Aimer Dieu n’est jamais une réalité abstraite ou désincarnée. La Parole de Dieu nous rappelle avec force que l’amour véritable se vérifie toujours dans l’amour concret du prochain. Aujourd’hui, l’Évangile et la première lettre de saint Jean nous conduisent au cœur d’une foi qui se fait chair dans la justice, la compassion et le service.
Dans la première lecture, tirée de la première lettre de saint Jean (1 Jn 4,19 – 5,4), l’apôtre nous offre une clé de lecture essentielle de la vie chrétienne. Il affirme sans détour : « Nous aimons parce que Dieu nous a aimés le premier. » L’amour ne naît donc pas de notre bonne volonté ou de notre effort moral, mais d’une initiative divine. C’est parce que Dieu nous aime que nous devenons capables d’aimer à notre tour.
Jean va plus loin encore en posant une exigence radicale : l’amour de Dieu et l’amour du frère sont inséparables. Aimer Dieu tout en méprisant ou en ignorant son prochain est une contradiction. La foi authentique se reconnaît à sa fécondité concrète. « Voici le commandement que nous avons reçu de lui : que celui qui aime Dieu aime aussi son frère. » Aimer Dieu consiste essentiellement à faire sa volonté, et cette volonté s’exprime clairement dans le commandement de l’amour du prochain.
L’Évangile selon saint Luc (Lc 4,14-22a) donne chair à cette affirmation. Jésus revient en Galilée « dans la puissance de l’Esprit » et entre dans la synagogue de Nazareth. Là, il proclame solennellement un passage du prophète Isaïe : « L’Esprit du Seigneur est sur moi… Il m’a envoyé porter la Bonne Nouvelle aux pauvres, annoncer aux captifs leur libération, rendre la vue aux aveugles, remettre en liberté les opprimés. » Puis il ajoute cette parole décisive : « Aujourd’hui s’accomplit ce passage de l’Écriture que vous venez d’entendre. »

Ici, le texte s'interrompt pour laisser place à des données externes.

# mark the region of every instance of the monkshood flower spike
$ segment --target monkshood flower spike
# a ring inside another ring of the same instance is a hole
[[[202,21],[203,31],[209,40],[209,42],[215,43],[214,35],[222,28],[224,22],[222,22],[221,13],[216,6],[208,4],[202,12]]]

Par cette déclaration, Jésus révèle le cœur de sa mission messianique. L’amour de Dieu ne reste pas au niveau du discours ou de la piété intérieure. Il se manifeste par des gestes de libération, de guérison et de relèvement. Aimer Dieu, c’est participer à ce mouvement de vie qui rejoint les pauvres, les blessés, les oubliés. L’Évangile montre que la Bonne Nouvelle est toujours adressée à des personnes concrètes, dans leur réalité souvent marquée par la souffrance et l’exclusion.
Dans l’esprit de la spiritualité de l’Enfant de Bethléem, cette révélation prend une profondeur particulière. Dieu ne choisit pas d’aimer l’humanité de loin. Il se fait proche, fragile, dépendant. En Jésus, Dieu partage notre condition pour nous apprendre à aimer comme lui aime. L’Enfant de la crèche annonce déjà le Christ qui se tient aux côtés des pauvres et des opprimés. L’amour de Dieu passe par des chemins humbles, souvent discrets, mais toujours concrets.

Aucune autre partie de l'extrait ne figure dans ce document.